The Walmart in our rural community started buying tomatoes from local farmers in Grainger Co TN. Oh! so good. They taste like homegrown because they are homegrown. I love growing tomatoes and so do neighbors. However, the deer, diseases and pests make it a real challenge. The natives tell me that forty years ago, there were no deer, diseases or insect pest for their gardens. That’s a good thing because if the farmers of yesteryear had the pests of today, they would have starved.
Now I hear that gov’t is bringing back elk to the state. Does anyone know if elk eat tomatoes?
I have no idea about the deer population in your area years ago or now so I won’t comment on that. I would doubt there were no deer years ago that were garden pests though there may have been less. People used to plant things that helped repel deer from gardens.
As to the insects and diseases I would bet they had the same if not more issues years ago, except they knew how to garden better so they had those things more under control. The thing is people were serious about gardening about the time the gardeners of 40 years ago were born, many needed that garden to survive not so many years before that- so they planned very carefully, they knew how to compost good dirt and exactly how to work the ground and were particular about where they planted things, rotated crops, companion planting, and planting certain flowers that would help deal with disease and insects. Because they were serious gardeners they had more knowledge in their head than even they knew, many things they learned as small children helping their parents with the garden.
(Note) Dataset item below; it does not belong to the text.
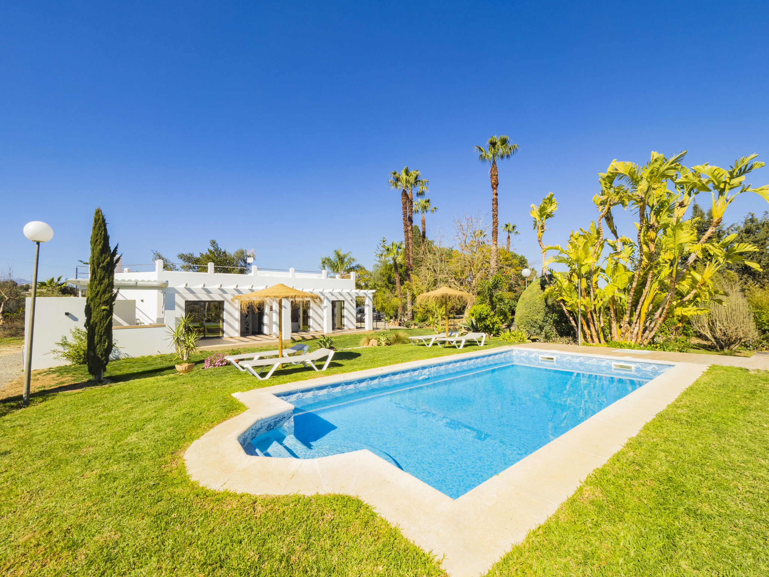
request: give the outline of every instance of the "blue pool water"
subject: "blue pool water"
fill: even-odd
[[[669,368],[631,362],[508,352],[285,393],[292,419],[251,444],[299,459],[367,449],[456,499]]]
There are people who plant things together or apart because their family always did, not realizing that is one way to deal with bugs bothering things or not bothering them. The way they made their own compost and worked their soil had a lot to do with keeping disease under control.
People depending on seeds or growing certain varieties to keep pests at bay is a very recent thing, before that chemicals were commonly used to keep pest and disease at bay- the really old time gardeners before that had to do things in a way to keep the pests from starving them.
Gardeners of 40 years ago had both the knowledge of experts before chemicals were available and they had a variety of chemicals that they felt were harmless so no problem using them freely. Talk about a double whammy on the pest and disease.